I recently read a pastor's comments on the Sacraments of Penance and Holy Communion. His comments reflected the Catholic Church's once-a-year requirement for both.
Why only ONCE a YEAR? I don't know about you, but I can walk out of a confessional and see a beautiful woman in line, and have to immediately turn around and go back to confession. I can also be cut off by a fellow parishioner while trying to leave the church parking lot and have to turn around and go back. Lastly, I can get home, get into an argument with my wife and have to turn around and go back to confession.
So, I decided to look it up and found this within the Canon Law:
Can. 920 p. 1. After being initiated into the Most Holy Eucharist, each of the faithful is obliged to receive holy communion at least once a year.
Can. 989. After having reached the age of discretion, each member the faithful is obliged to confess faithfully his or her grave sins at least once a year.
p. 2. This precept must be fulfilled during the Easter season [Ash Wednesday through Trinity Sunday] unless it is fulfilled for a just cause at another time during the year.Still curious about what Canon Law states the bare minimum, I "Asked a Priest" at www.RCSpirituality.com. Here's the response I received:
[Your "Ask a Priest" Question has been answered by Fr. Edward McIlmail, LC. God bless, RC Spirituality Center]
Dear Dan, The requirement for once-a-year confession and communion is a minimum standard. The ideal, as you mentioned, is for frequent confession and frequent communion. But it’s one thing to hold out an ideal, and another to require it.
Put another way, the Church isn’t contradicting itself by recommending frequent confession and communion on one hand, but only legislating their reception once a year on the other. The Church in effect is leaving room for the faithful to voluntarily choose to make frequent use of the sacraments. Things done voluntarily are usually done with more genuine piety (not always, but often enough). I pray that you make frequent use of these great sacraments. God bless.
The key here is "it’s one thing to hold out an ideal, and another to require it."

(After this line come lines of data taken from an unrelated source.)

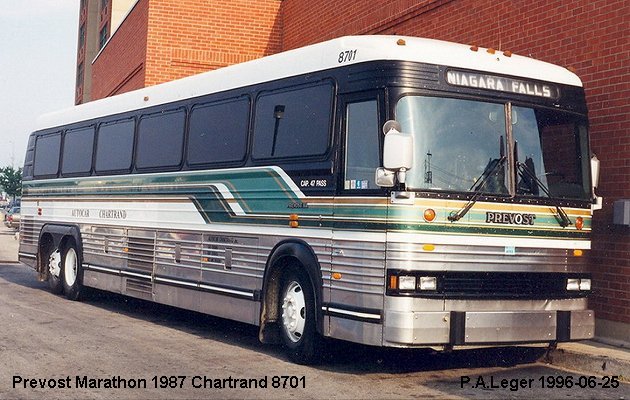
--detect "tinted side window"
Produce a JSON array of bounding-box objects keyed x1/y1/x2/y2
[
  {"x1": 188, "y1": 99, "x2": 249, "y2": 166},
  {"x1": 136, "y1": 109, "x2": 185, "y2": 170},
  {"x1": 34, "y1": 133, "x2": 61, "y2": 177},
  {"x1": 62, "y1": 126, "x2": 94, "y2": 175},
  {"x1": 95, "y1": 119, "x2": 135, "y2": 173},
  {"x1": 252, "y1": 82, "x2": 333, "y2": 159}
]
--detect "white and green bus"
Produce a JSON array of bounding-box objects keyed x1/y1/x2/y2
[{"x1": 19, "y1": 36, "x2": 601, "y2": 363}]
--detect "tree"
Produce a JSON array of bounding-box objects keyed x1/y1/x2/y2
[{"x1": 0, "y1": 166, "x2": 22, "y2": 201}]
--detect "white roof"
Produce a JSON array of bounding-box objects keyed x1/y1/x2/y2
[{"x1": 36, "y1": 35, "x2": 582, "y2": 131}]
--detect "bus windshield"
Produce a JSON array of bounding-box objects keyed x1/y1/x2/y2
[{"x1": 396, "y1": 96, "x2": 592, "y2": 200}]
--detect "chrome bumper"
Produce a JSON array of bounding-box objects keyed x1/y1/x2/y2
[{"x1": 384, "y1": 309, "x2": 594, "y2": 346}]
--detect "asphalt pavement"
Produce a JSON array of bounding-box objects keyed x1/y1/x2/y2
[{"x1": 0, "y1": 219, "x2": 627, "y2": 382}]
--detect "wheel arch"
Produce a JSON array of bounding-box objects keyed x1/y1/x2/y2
[
  {"x1": 37, "y1": 224, "x2": 84, "y2": 278},
  {"x1": 259, "y1": 239, "x2": 325, "y2": 344}
]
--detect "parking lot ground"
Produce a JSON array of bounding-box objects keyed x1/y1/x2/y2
[
  {"x1": 0, "y1": 222, "x2": 19, "y2": 263},
  {"x1": 1, "y1": 262, "x2": 628, "y2": 399}
]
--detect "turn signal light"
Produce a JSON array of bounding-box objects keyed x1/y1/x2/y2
[{"x1": 423, "y1": 208, "x2": 436, "y2": 222}]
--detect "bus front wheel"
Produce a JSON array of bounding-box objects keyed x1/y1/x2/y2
[{"x1": 278, "y1": 267, "x2": 321, "y2": 364}]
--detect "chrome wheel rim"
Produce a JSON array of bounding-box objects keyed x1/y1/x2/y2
[
  {"x1": 281, "y1": 281, "x2": 306, "y2": 343},
  {"x1": 48, "y1": 250, "x2": 61, "y2": 278}
]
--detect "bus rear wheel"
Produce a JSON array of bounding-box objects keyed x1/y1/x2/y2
[
  {"x1": 62, "y1": 242, "x2": 83, "y2": 301},
  {"x1": 47, "y1": 248, "x2": 63, "y2": 295},
  {"x1": 279, "y1": 268, "x2": 320, "y2": 364}
]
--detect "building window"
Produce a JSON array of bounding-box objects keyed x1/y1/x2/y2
[
  {"x1": 76, "y1": 63, "x2": 84, "y2": 87},
  {"x1": 99, "y1": 25, "x2": 108, "y2": 49},
  {"x1": 78, "y1": 24, "x2": 85, "y2": 50}
]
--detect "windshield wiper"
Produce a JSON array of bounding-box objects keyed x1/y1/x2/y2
[
  {"x1": 516, "y1": 161, "x2": 572, "y2": 227},
  {"x1": 448, "y1": 156, "x2": 507, "y2": 222}
]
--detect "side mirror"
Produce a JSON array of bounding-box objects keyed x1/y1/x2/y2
[
  {"x1": 590, "y1": 154, "x2": 600, "y2": 190},
  {"x1": 590, "y1": 154, "x2": 603, "y2": 210},
  {"x1": 383, "y1": 130, "x2": 413, "y2": 170},
  {"x1": 378, "y1": 120, "x2": 413, "y2": 186},
  {"x1": 375, "y1": 167, "x2": 395, "y2": 187}
]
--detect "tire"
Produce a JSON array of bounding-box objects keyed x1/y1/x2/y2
[
  {"x1": 61, "y1": 242, "x2": 83, "y2": 301},
  {"x1": 278, "y1": 267, "x2": 321, "y2": 364},
  {"x1": 46, "y1": 247, "x2": 64, "y2": 295}
]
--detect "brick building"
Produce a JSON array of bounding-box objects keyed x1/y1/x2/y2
[{"x1": 75, "y1": 0, "x2": 629, "y2": 343}]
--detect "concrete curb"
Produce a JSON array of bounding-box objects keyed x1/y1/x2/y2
[{"x1": 545, "y1": 341, "x2": 630, "y2": 382}]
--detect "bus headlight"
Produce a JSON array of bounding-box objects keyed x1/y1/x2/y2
[
  {"x1": 579, "y1": 278, "x2": 591, "y2": 291},
  {"x1": 567, "y1": 278, "x2": 591, "y2": 291},
  {"x1": 398, "y1": 275, "x2": 417, "y2": 290},
  {"x1": 566, "y1": 278, "x2": 580, "y2": 291},
  {"x1": 418, "y1": 276, "x2": 437, "y2": 291}
]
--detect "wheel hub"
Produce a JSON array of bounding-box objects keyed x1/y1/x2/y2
[
  {"x1": 48, "y1": 250, "x2": 61, "y2": 278},
  {"x1": 281, "y1": 281, "x2": 306, "y2": 343}
]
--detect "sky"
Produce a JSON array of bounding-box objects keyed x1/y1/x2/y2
[{"x1": 0, "y1": 0, "x2": 79, "y2": 170}]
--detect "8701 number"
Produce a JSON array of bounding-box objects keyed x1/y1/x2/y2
[{"x1": 338, "y1": 50, "x2": 357, "y2": 63}]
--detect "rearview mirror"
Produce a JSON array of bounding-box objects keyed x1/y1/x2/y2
[{"x1": 377, "y1": 120, "x2": 414, "y2": 186}]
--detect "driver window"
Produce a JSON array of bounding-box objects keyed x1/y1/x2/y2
[{"x1": 344, "y1": 100, "x2": 379, "y2": 190}]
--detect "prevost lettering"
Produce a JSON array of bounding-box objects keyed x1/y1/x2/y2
[
  {"x1": 446, "y1": 70, "x2": 558, "y2": 99},
  {"x1": 486, "y1": 212, "x2": 536, "y2": 225}
]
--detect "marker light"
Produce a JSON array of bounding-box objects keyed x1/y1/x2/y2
[
  {"x1": 423, "y1": 208, "x2": 436, "y2": 222},
  {"x1": 575, "y1": 217, "x2": 584, "y2": 230},
  {"x1": 398, "y1": 275, "x2": 416, "y2": 290},
  {"x1": 332, "y1": 272, "x2": 342, "y2": 280},
  {"x1": 503, "y1": 50, "x2": 513, "y2": 57},
  {"x1": 487, "y1": 48, "x2": 496, "y2": 54},
  {"x1": 289, "y1": 214, "x2": 299, "y2": 228},
  {"x1": 422, "y1": 244, "x2": 435, "y2": 252},
  {"x1": 419, "y1": 276, "x2": 437, "y2": 291},
  {"x1": 470, "y1": 45, "x2": 479, "y2": 52},
  {"x1": 397, "y1": 39, "x2": 406, "y2": 46},
  {"x1": 573, "y1": 249, "x2": 584, "y2": 257}
]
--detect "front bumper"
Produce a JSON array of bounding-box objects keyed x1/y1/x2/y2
[{"x1": 384, "y1": 309, "x2": 594, "y2": 346}]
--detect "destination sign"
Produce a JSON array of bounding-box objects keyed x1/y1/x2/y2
[{"x1": 446, "y1": 70, "x2": 559, "y2": 99}]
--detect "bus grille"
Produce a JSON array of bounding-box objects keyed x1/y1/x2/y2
[{"x1": 387, "y1": 271, "x2": 590, "y2": 299}]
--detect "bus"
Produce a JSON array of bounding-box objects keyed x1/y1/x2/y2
[{"x1": 19, "y1": 36, "x2": 601, "y2": 364}]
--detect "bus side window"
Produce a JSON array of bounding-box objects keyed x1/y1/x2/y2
[
  {"x1": 188, "y1": 98, "x2": 250, "y2": 166},
  {"x1": 136, "y1": 109, "x2": 185, "y2": 170},
  {"x1": 344, "y1": 100, "x2": 379, "y2": 190},
  {"x1": 252, "y1": 82, "x2": 333, "y2": 160},
  {"x1": 62, "y1": 126, "x2": 94, "y2": 176},
  {"x1": 95, "y1": 119, "x2": 135, "y2": 173},
  {"x1": 33, "y1": 132, "x2": 62, "y2": 178}
]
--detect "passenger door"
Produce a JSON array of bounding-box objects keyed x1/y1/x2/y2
[{"x1": 329, "y1": 92, "x2": 387, "y2": 345}]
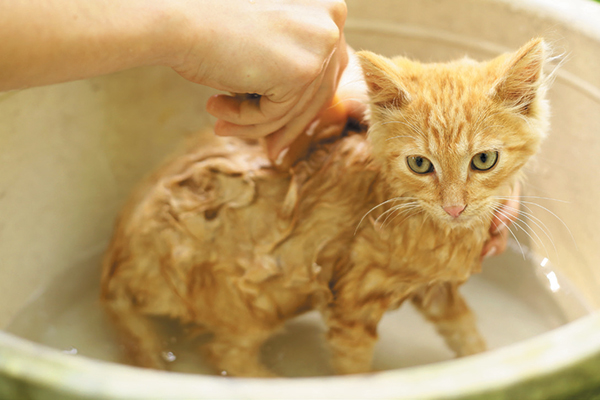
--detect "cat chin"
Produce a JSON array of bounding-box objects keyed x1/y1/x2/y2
[
  {"x1": 418, "y1": 205, "x2": 477, "y2": 229},
  {"x1": 435, "y1": 214, "x2": 481, "y2": 231}
]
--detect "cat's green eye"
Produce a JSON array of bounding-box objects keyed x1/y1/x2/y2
[
  {"x1": 471, "y1": 151, "x2": 499, "y2": 171},
  {"x1": 407, "y1": 156, "x2": 434, "y2": 174}
]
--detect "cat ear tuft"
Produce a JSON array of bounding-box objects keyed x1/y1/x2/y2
[
  {"x1": 356, "y1": 51, "x2": 411, "y2": 109},
  {"x1": 490, "y1": 38, "x2": 548, "y2": 115}
]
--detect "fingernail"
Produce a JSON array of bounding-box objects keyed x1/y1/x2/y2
[
  {"x1": 305, "y1": 119, "x2": 320, "y2": 137},
  {"x1": 483, "y1": 247, "x2": 497, "y2": 259},
  {"x1": 275, "y1": 147, "x2": 289, "y2": 166},
  {"x1": 492, "y1": 222, "x2": 506, "y2": 235}
]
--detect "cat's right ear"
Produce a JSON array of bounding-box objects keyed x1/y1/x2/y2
[
  {"x1": 356, "y1": 51, "x2": 411, "y2": 109},
  {"x1": 489, "y1": 38, "x2": 548, "y2": 115}
]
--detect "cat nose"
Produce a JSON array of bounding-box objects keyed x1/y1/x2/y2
[{"x1": 443, "y1": 205, "x2": 466, "y2": 218}]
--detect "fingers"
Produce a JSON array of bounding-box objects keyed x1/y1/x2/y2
[
  {"x1": 490, "y1": 182, "x2": 521, "y2": 234},
  {"x1": 265, "y1": 102, "x2": 327, "y2": 159},
  {"x1": 481, "y1": 227, "x2": 509, "y2": 261},
  {"x1": 208, "y1": 50, "x2": 333, "y2": 139},
  {"x1": 206, "y1": 90, "x2": 302, "y2": 127},
  {"x1": 213, "y1": 33, "x2": 348, "y2": 158},
  {"x1": 207, "y1": 30, "x2": 344, "y2": 135},
  {"x1": 327, "y1": 0, "x2": 348, "y2": 31},
  {"x1": 264, "y1": 103, "x2": 324, "y2": 160},
  {"x1": 266, "y1": 44, "x2": 348, "y2": 159},
  {"x1": 481, "y1": 182, "x2": 522, "y2": 260},
  {"x1": 202, "y1": 0, "x2": 348, "y2": 151},
  {"x1": 208, "y1": 72, "x2": 324, "y2": 139},
  {"x1": 265, "y1": 125, "x2": 313, "y2": 170},
  {"x1": 489, "y1": 200, "x2": 519, "y2": 236}
]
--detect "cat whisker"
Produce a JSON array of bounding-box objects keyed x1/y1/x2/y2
[
  {"x1": 385, "y1": 211, "x2": 421, "y2": 231},
  {"x1": 491, "y1": 208, "x2": 525, "y2": 259},
  {"x1": 494, "y1": 195, "x2": 575, "y2": 252},
  {"x1": 375, "y1": 205, "x2": 402, "y2": 226},
  {"x1": 475, "y1": 213, "x2": 490, "y2": 231},
  {"x1": 496, "y1": 195, "x2": 569, "y2": 203},
  {"x1": 496, "y1": 201, "x2": 558, "y2": 257},
  {"x1": 380, "y1": 204, "x2": 420, "y2": 230},
  {"x1": 492, "y1": 203, "x2": 549, "y2": 259},
  {"x1": 368, "y1": 120, "x2": 382, "y2": 130},
  {"x1": 375, "y1": 202, "x2": 419, "y2": 227},
  {"x1": 509, "y1": 199, "x2": 577, "y2": 250},
  {"x1": 385, "y1": 135, "x2": 414, "y2": 142},
  {"x1": 514, "y1": 111, "x2": 535, "y2": 131},
  {"x1": 511, "y1": 215, "x2": 549, "y2": 257},
  {"x1": 496, "y1": 198, "x2": 546, "y2": 221},
  {"x1": 355, "y1": 197, "x2": 417, "y2": 235},
  {"x1": 418, "y1": 209, "x2": 431, "y2": 231},
  {"x1": 381, "y1": 205, "x2": 422, "y2": 230},
  {"x1": 496, "y1": 200, "x2": 548, "y2": 237}
]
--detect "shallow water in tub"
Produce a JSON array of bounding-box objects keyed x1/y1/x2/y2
[{"x1": 4, "y1": 241, "x2": 591, "y2": 377}]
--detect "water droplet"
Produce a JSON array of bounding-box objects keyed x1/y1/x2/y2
[
  {"x1": 221, "y1": 370, "x2": 228, "y2": 376},
  {"x1": 161, "y1": 351, "x2": 177, "y2": 363},
  {"x1": 62, "y1": 346, "x2": 78, "y2": 355}
]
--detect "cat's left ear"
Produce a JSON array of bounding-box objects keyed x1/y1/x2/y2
[
  {"x1": 490, "y1": 38, "x2": 548, "y2": 115},
  {"x1": 356, "y1": 51, "x2": 411, "y2": 109}
]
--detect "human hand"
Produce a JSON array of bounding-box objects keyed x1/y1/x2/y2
[
  {"x1": 270, "y1": 47, "x2": 369, "y2": 169},
  {"x1": 481, "y1": 183, "x2": 521, "y2": 260},
  {"x1": 168, "y1": 0, "x2": 348, "y2": 160}
]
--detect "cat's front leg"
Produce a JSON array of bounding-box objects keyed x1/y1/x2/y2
[
  {"x1": 202, "y1": 329, "x2": 278, "y2": 377},
  {"x1": 102, "y1": 296, "x2": 167, "y2": 370},
  {"x1": 323, "y1": 301, "x2": 388, "y2": 375},
  {"x1": 411, "y1": 282, "x2": 486, "y2": 357}
]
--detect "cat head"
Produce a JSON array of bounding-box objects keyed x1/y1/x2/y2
[{"x1": 357, "y1": 38, "x2": 551, "y2": 229}]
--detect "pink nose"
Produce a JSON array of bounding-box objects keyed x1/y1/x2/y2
[{"x1": 443, "y1": 205, "x2": 466, "y2": 218}]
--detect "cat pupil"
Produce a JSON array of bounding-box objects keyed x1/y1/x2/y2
[
  {"x1": 416, "y1": 157, "x2": 423, "y2": 167},
  {"x1": 480, "y1": 153, "x2": 488, "y2": 163}
]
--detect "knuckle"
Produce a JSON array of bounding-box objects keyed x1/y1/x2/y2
[
  {"x1": 329, "y1": 0, "x2": 348, "y2": 26},
  {"x1": 320, "y1": 18, "x2": 341, "y2": 48},
  {"x1": 293, "y1": 56, "x2": 325, "y2": 83},
  {"x1": 325, "y1": 25, "x2": 342, "y2": 49}
]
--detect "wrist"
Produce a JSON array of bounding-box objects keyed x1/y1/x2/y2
[
  {"x1": 146, "y1": 0, "x2": 214, "y2": 72},
  {"x1": 134, "y1": 1, "x2": 184, "y2": 68}
]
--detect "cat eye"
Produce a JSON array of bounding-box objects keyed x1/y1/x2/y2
[
  {"x1": 471, "y1": 151, "x2": 499, "y2": 171},
  {"x1": 407, "y1": 156, "x2": 434, "y2": 174}
]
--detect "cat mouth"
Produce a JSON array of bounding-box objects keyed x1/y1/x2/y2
[{"x1": 440, "y1": 209, "x2": 475, "y2": 226}]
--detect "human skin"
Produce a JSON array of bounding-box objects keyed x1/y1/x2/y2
[
  {"x1": 482, "y1": 183, "x2": 521, "y2": 260},
  {"x1": 0, "y1": 0, "x2": 516, "y2": 256},
  {"x1": 0, "y1": 0, "x2": 348, "y2": 158}
]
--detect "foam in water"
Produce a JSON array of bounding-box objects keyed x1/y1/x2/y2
[{"x1": 5, "y1": 240, "x2": 590, "y2": 377}]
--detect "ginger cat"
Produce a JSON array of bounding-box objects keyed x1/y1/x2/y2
[{"x1": 101, "y1": 38, "x2": 550, "y2": 377}]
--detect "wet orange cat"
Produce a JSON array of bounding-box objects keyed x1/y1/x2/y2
[{"x1": 101, "y1": 39, "x2": 550, "y2": 376}]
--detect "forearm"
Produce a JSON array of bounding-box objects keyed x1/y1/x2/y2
[
  {"x1": 0, "y1": 0, "x2": 183, "y2": 91},
  {"x1": 0, "y1": 0, "x2": 352, "y2": 159}
]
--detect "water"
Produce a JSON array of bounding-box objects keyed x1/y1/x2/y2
[{"x1": 5, "y1": 241, "x2": 591, "y2": 377}]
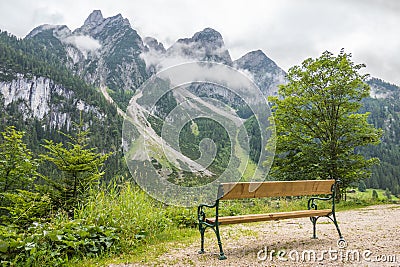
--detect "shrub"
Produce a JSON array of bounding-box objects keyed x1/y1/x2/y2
[
  {"x1": 0, "y1": 220, "x2": 119, "y2": 266},
  {"x1": 0, "y1": 190, "x2": 52, "y2": 227},
  {"x1": 372, "y1": 189, "x2": 379, "y2": 200},
  {"x1": 358, "y1": 180, "x2": 367, "y2": 192}
]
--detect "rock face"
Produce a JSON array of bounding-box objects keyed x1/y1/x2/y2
[
  {"x1": 26, "y1": 10, "x2": 148, "y2": 110},
  {"x1": 234, "y1": 50, "x2": 286, "y2": 95},
  {"x1": 24, "y1": 11, "x2": 288, "y2": 109},
  {"x1": 167, "y1": 27, "x2": 233, "y2": 65},
  {"x1": 27, "y1": 24, "x2": 72, "y2": 39},
  {"x1": 367, "y1": 78, "x2": 398, "y2": 99},
  {"x1": 143, "y1": 37, "x2": 166, "y2": 53},
  {"x1": 0, "y1": 74, "x2": 101, "y2": 129},
  {"x1": 72, "y1": 10, "x2": 148, "y2": 95}
]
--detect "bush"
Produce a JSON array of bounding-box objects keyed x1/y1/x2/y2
[
  {"x1": 0, "y1": 190, "x2": 52, "y2": 227},
  {"x1": 166, "y1": 207, "x2": 197, "y2": 228},
  {"x1": 74, "y1": 182, "x2": 172, "y2": 247},
  {"x1": 372, "y1": 189, "x2": 379, "y2": 199},
  {"x1": 358, "y1": 180, "x2": 367, "y2": 192},
  {"x1": 385, "y1": 188, "x2": 392, "y2": 200},
  {"x1": 0, "y1": 220, "x2": 119, "y2": 266}
]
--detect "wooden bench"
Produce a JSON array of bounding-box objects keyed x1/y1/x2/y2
[{"x1": 197, "y1": 179, "x2": 345, "y2": 260}]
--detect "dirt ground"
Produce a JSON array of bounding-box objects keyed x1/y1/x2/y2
[{"x1": 112, "y1": 204, "x2": 400, "y2": 266}]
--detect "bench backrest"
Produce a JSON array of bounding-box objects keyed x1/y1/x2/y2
[{"x1": 218, "y1": 180, "x2": 335, "y2": 200}]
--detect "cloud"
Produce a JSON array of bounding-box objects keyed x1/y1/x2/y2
[
  {"x1": 141, "y1": 34, "x2": 232, "y2": 72},
  {"x1": 62, "y1": 35, "x2": 101, "y2": 55},
  {"x1": 141, "y1": 41, "x2": 209, "y2": 71}
]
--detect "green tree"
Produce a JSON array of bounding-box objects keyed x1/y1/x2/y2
[
  {"x1": 0, "y1": 126, "x2": 40, "y2": 221},
  {"x1": 0, "y1": 126, "x2": 38, "y2": 194},
  {"x1": 358, "y1": 180, "x2": 367, "y2": 192},
  {"x1": 41, "y1": 121, "x2": 111, "y2": 214},
  {"x1": 268, "y1": 49, "x2": 382, "y2": 196},
  {"x1": 385, "y1": 188, "x2": 392, "y2": 200}
]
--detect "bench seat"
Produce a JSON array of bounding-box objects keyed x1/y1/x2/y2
[{"x1": 206, "y1": 209, "x2": 332, "y2": 224}]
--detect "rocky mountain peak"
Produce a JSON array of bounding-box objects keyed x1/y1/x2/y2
[
  {"x1": 26, "y1": 24, "x2": 71, "y2": 39},
  {"x1": 168, "y1": 27, "x2": 232, "y2": 64},
  {"x1": 144, "y1": 37, "x2": 166, "y2": 53},
  {"x1": 75, "y1": 11, "x2": 130, "y2": 36},
  {"x1": 234, "y1": 50, "x2": 286, "y2": 95},
  {"x1": 84, "y1": 10, "x2": 104, "y2": 27},
  {"x1": 109, "y1": 14, "x2": 130, "y2": 27},
  {"x1": 234, "y1": 50, "x2": 276, "y2": 71},
  {"x1": 177, "y1": 27, "x2": 224, "y2": 48},
  {"x1": 192, "y1": 27, "x2": 224, "y2": 45}
]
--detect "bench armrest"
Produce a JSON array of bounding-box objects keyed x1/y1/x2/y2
[
  {"x1": 307, "y1": 195, "x2": 333, "y2": 210},
  {"x1": 198, "y1": 201, "x2": 219, "y2": 227},
  {"x1": 308, "y1": 179, "x2": 341, "y2": 212}
]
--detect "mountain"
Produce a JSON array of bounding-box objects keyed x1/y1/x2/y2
[
  {"x1": 0, "y1": 30, "x2": 124, "y2": 179},
  {"x1": 234, "y1": 50, "x2": 286, "y2": 96},
  {"x1": 143, "y1": 37, "x2": 166, "y2": 53},
  {"x1": 2, "y1": 11, "x2": 284, "y2": 187},
  {"x1": 166, "y1": 27, "x2": 232, "y2": 65},
  {"x1": 27, "y1": 10, "x2": 148, "y2": 110},
  {"x1": 1, "y1": 10, "x2": 400, "y2": 195},
  {"x1": 361, "y1": 78, "x2": 400, "y2": 194}
]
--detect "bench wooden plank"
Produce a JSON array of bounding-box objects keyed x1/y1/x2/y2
[
  {"x1": 219, "y1": 180, "x2": 335, "y2": 200},
  {"x1": 206, "y1": 209, "x2": 332, "y2": 224}
]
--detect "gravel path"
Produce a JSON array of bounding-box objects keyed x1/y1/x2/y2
[{"x1": 113, "y1": 204, "x2": 400, "y2": 266}]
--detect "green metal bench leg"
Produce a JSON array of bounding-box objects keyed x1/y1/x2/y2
[
  {"x1": 214, "y1": 224, "x2": 227, "y2": 260},
  {"x1": 332, "y1": 213, "x2": 342, "y2": 238},
  {"x1": 310, "y1": 217, "x2": 318, "y2": 239},
  {"x1": 198, "y1": 226, "x2": 205, "y2": 254}
]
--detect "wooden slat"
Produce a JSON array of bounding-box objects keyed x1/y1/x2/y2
[
  {"x1": 219, "y1": 180, "x2": 335, "y2": 200},
  {"x1": 206, "y1": 209, "x2": 332, "y2": 225}
]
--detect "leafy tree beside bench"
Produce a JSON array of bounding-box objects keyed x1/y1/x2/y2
[{"x1": 197, "y1": 179, "x2": 345, "y2": 260}]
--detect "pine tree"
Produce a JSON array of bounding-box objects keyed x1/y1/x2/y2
[
  {"x1": 0, "y1": 126, "x2": 39, "y2": 219},
  {"x1": 0, "y1": 126, "x2": 38, "y2": 194},
  {"x1": 41, "y1": 120, "x2": 111, "y2": 215}
]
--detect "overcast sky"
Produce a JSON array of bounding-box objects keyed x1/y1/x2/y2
[{"x1": 0, "y1": 0, "x2": 399, "y2": 85}]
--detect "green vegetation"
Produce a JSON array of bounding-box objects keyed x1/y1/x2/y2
[
  {"x1": 179, "y1": 117, "x2": 232, "y2": 175},
  {"x1": 0, "y1": 30, "x2": 127, "y2": 181},
  {"x1": 358, "y1": 180, "x2": 367, "y2": 192},
  {"x1": 0, "y1": 126, "x2": 38, "y2": 194},
  {"x1": 40, "y1": 121, "x2": 111, "y2": 215},
  {"x1": 243, "y1": 115, "x2": 262, "y2": 163},
  {"x1": 268, "y1": 49, "x2": 382, "y2": 195},
  {"x1": 360, "y1": 79, "x2": 400, "y2": 195},
  {"x1": 0, "y1": 177, "x2": 198, "y2": 266},
  {"x1": 0, "y1": 125, "x2": 397, "y2": 266},
  {"x1": 0, "y1": 125, "x2": 197, "y2": 266}
]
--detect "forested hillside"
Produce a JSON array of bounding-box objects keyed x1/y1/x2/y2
[
  {"x1": 0, "y1": 30, "x2": 127, "y2": 180},
  {"x1": 362, "y1": 78, "x2": 400, "y2": 195}
]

Pope John Paull II said in his groundbreaking work "Theology of the Body" that "prayer, Eucharist, and Penance. These, he says, are the 'infallible and indispensable' means for living the truth of love that God has inscribed in the theology of our bodies (see TOB 126:5)."1 This is the reason why I try to take advantage of the Sacraments of Penance and Holy Eucharist, especially Confession. It is the best self-improvement plan on earth!